Cataract Surgery with CoAx4 Illumination

New technology provides stable red reflex for all observers

February 09, 2016

A stable red reflex is one of the most important features of an ophthalmic surgical microscope for cataract surgery. It’s the red reflex that makes the structure of the lens visible and thus makes for a uncompromised view for a successful and secure surgery. One of the challenges with visualization is enhancing the red reflex particularly during phacoelmusification, cataract extraction and also during the intraocular lens surgery.

However, conventional red reflex illumination often decreases during the critical phases of the procedure like phacoemulsification. A new illumination technology with four individual beam paths overcomes these drawbacks.

The Proveo 8 ophthalmic microscope is the first system to feature the new technology. The CoAx4 Illumination provides a stable and consistent red reflex throughout the entire surgical procedure. Both main surgeon and assistant share the same view and full red reflex.

Cataract surgeons rely on a red reflex

The red reflex is the reddish-orange reflection from the retina that is observed through an ophthalmic microscope as coaxial light goes into and out of the pupil of the eye. Cataract surgeons rely on the red reflex and depth of field to precisely view the elements in the eye during each step of surgery, such as corneal incisions, division of nuclear material, removing the cortex, cleaning of the anterior and posterior leaves of the capsular bag, placing the IOL.

Consistent visualization is especially important when performing capsulorhexis which is best judged by the shadow its edge creates with the red reflex. The brighter and more even the red reflex is, the more distinct the capsular edge becomes. This enhances surgical ease in performing centered and appropriately sized capsulorhexis in all types of cataract.

Consequences of a diminished red reflex

Fig. 1: The CoAx4 Illumination provides a stable and consistent red reflex throughout the entire surgical procedure: Four individual coaxial illumination beam paths go down to the patient eye with a perpendicular entrance to the retina. In this graphic there are only shown two beam paths.

As the eye moves or the position of the microscope is changed, the red reflex may decrease, making certain phases of cataract surgery more difficult, even dangerous.
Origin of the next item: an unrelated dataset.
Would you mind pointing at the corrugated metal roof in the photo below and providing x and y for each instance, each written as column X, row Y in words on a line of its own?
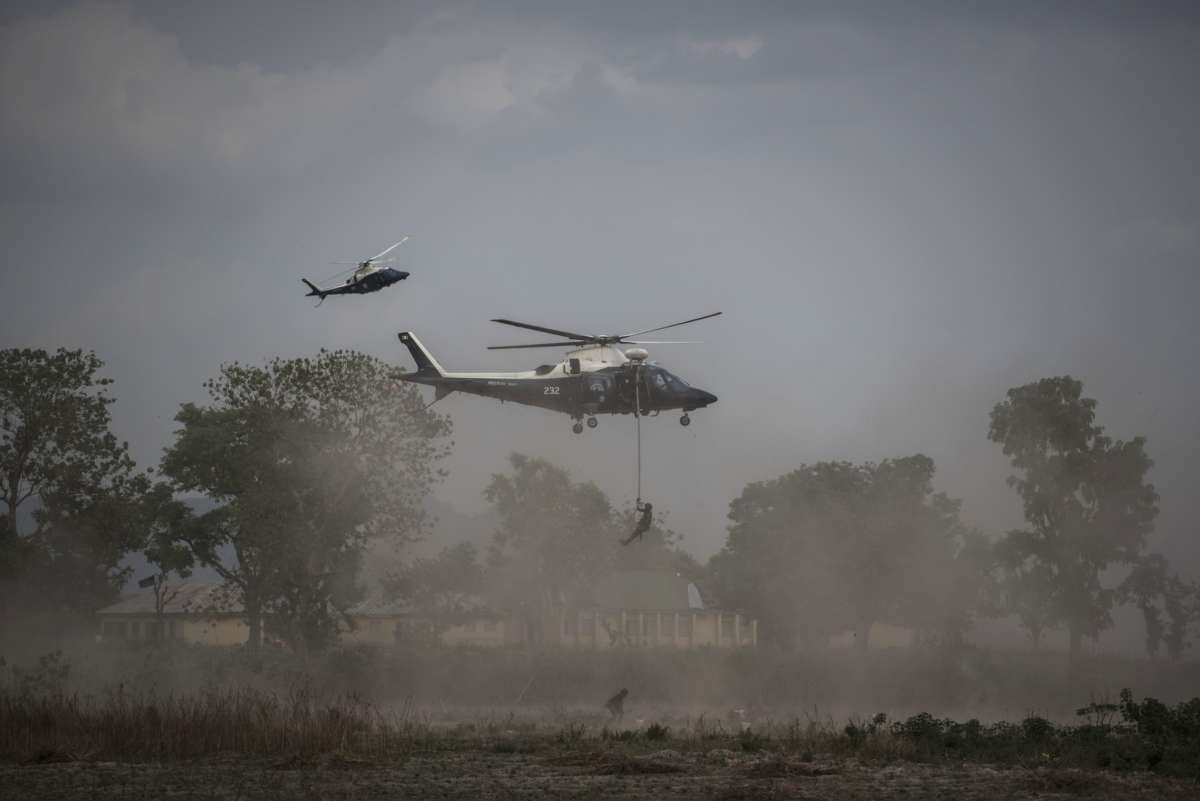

For example, with a diminished red reflex it is more difficult to create a round and appropriately sized capsulorhexis, and to determine where within the cataract the phaco tip is being placed.

Most notably, without consistent illumination it is more difficult to view remaining nuclear material in the capsular bag during phacoemulsificaton and the posterior capsule bag during the procedure.

Four beam paths facilitate stable red reflex

A new technology for an ophthalmic microscope makes it possible to work with a stable and consistent red reflex. Four individual coaxial illumination beam paths down to the patient eye with a perpendicular entrance to the retina are providing a straight red reflex throughout the entire procedure (Fig. 1).

Compared to known microscopes, the image appears equal for all possible observers, the main observer, the assistant and the documentation.

Stereo red reflex for all observers

The CoAx4 Illumination is the only technology that makes the red reflex fully visible for both main surgeon and assistant. Surgeon and assistant sharing the same view of the surgical field with excellent contrast and red reflex makes cataract surgery more secure and is a valuable asset to teaching (Fig. 2).

Fig. 2: Both main surgeon and assistant share the same view and full red reflex: Four coaxial beam paths linked to a common zoom system provide the same excellent contrast, red reflex, magnification and 100% stereovision.

Adjustable illumination diameter enhances contrast

The Proveo 8 ophthalmic microscope is the first system to feature the new technology. With an adjustable illumination diameter sizeable from 4 – 23 mm the surgeon can choose via footswitch if he needs to illuminate the whole eye or prefers to match the field of illumination to the pupil size. A reduced illumination diameter produces less sclera reflections and offers more contrast, while a wider illumination is more flexible with respect to patient’s movements (Fig.3).

The CoAx4 Illumination also provides a camera image that is identical to the optical view through the ocular. The light for the camera is taken from the assistant optical path and thus leaves the main surgeon’s view with 100% of the light.

Fig. 3: The adjustable illumination diameter sizeable from 4 – 23 mm allows to align the illumination to each individual patient’s eye.